The FPC’s decision to recommend a cap of 15% of new loans for each individual lender (except those with total annual lending less than £100m – shortly to be increased to £150m, which represents only about 2% of total lending) was taken in 2014 when banks and the mortgage market in particular were still recovering from the Global Financial Crisis. It was designed to mitigate perceived macro prudential risks at that time but now more than 10 years later, with banks subject to other strict stress tests, this 15% rule is well past its sell-by date.

Following recent FCA guidance lenders have relaxed the stress test applied to borrowers, resulting in a higher maximum loan being available, based on affordability.

The obvious consequence of regulators relaxing the interest rate stress test is that a higher proportion of borrowers qualify for a loan in excess of 4.5x income. Lenders therefore now have an even bigger problem than before in deciding which of their potential credit worthy customers they should decline, or offer less to, to avoid breaching the 15% limit.
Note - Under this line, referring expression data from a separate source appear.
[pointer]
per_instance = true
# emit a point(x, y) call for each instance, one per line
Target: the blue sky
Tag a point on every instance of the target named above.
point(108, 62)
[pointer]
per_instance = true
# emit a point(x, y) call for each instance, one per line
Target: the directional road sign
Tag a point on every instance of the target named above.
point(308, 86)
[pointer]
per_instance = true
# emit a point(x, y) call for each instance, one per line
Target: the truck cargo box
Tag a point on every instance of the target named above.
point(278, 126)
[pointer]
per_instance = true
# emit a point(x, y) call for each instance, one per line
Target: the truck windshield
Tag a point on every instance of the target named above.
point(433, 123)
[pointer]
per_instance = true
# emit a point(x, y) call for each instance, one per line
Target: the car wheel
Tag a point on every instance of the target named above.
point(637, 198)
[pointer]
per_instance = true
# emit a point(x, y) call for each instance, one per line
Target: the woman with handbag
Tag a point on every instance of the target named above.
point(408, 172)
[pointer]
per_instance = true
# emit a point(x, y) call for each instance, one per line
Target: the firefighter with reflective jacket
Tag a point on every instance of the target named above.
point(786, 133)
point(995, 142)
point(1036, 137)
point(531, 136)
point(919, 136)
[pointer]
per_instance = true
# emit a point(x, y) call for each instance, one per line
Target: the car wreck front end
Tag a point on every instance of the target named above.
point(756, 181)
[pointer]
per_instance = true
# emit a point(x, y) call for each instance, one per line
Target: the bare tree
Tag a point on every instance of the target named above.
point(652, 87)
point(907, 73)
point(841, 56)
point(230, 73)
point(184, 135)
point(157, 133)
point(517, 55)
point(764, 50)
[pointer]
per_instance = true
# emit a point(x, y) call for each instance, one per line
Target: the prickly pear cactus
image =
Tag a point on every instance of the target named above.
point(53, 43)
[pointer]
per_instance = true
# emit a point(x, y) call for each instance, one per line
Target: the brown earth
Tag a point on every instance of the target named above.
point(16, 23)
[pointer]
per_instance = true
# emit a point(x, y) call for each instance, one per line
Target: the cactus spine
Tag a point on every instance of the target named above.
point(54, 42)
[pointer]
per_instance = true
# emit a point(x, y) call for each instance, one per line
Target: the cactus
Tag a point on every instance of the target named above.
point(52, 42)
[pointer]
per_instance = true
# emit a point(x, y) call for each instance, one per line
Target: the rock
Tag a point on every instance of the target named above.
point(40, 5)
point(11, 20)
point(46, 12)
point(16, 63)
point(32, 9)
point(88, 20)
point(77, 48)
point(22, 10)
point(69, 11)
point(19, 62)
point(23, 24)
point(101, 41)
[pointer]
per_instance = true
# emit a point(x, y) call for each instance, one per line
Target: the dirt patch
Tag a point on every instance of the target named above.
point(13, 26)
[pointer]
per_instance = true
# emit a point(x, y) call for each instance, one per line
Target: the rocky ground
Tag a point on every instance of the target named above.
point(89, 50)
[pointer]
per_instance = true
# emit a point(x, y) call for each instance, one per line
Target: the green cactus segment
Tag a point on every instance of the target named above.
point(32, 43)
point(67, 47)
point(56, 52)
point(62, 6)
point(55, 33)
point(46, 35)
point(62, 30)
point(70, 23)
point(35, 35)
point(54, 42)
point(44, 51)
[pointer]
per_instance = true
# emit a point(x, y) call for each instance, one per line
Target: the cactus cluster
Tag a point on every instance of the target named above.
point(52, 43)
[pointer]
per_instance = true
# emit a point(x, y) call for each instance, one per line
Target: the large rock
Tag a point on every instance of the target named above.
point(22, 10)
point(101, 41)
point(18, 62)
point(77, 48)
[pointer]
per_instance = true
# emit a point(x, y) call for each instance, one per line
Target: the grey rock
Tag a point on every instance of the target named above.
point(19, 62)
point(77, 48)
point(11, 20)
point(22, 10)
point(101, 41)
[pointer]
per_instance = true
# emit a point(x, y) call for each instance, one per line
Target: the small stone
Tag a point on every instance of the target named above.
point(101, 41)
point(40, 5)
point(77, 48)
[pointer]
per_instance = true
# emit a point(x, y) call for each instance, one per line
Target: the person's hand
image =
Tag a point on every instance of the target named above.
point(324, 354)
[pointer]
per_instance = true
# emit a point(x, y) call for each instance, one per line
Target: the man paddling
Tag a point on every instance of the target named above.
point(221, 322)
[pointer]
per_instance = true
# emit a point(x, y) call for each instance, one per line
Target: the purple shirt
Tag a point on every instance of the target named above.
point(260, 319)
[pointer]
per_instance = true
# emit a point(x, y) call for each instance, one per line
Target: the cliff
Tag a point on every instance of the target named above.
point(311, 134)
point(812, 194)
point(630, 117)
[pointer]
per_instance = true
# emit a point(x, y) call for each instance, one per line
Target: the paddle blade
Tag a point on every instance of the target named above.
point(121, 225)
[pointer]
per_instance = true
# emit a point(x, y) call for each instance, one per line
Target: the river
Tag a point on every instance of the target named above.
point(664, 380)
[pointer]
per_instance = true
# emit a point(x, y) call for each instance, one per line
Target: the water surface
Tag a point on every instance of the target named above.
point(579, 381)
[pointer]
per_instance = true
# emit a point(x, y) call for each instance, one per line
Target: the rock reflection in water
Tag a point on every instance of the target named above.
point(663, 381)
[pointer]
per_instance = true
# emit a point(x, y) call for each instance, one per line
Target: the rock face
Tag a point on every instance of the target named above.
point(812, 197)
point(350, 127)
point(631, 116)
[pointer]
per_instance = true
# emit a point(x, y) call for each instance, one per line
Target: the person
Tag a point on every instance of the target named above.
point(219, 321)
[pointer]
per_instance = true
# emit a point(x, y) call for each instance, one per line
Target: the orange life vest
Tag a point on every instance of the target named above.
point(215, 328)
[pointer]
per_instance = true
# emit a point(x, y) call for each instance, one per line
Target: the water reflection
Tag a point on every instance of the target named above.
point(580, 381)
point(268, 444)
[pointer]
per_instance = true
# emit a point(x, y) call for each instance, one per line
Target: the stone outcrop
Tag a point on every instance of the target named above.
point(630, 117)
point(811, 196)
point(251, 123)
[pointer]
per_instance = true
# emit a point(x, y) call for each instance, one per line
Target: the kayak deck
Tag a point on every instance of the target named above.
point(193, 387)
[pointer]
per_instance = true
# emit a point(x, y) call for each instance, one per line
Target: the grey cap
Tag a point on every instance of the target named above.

The Government claims it wants to help FTBs, but although the 15% rule in theory applies equally to FTBs and movers it is based on the number of loans, not the total value of loans. Therefore lenders have a commercial incentive, in pure financial terms, to use their 15% limit for larger loans, which are less likely to be for FTBs, in order to meet their lending targets.

Despite this some lenders will choose to prioritise FTBs for part of their 15% allowance but the FPC should question whether a policy which discriminates against FTBs is still appropriate.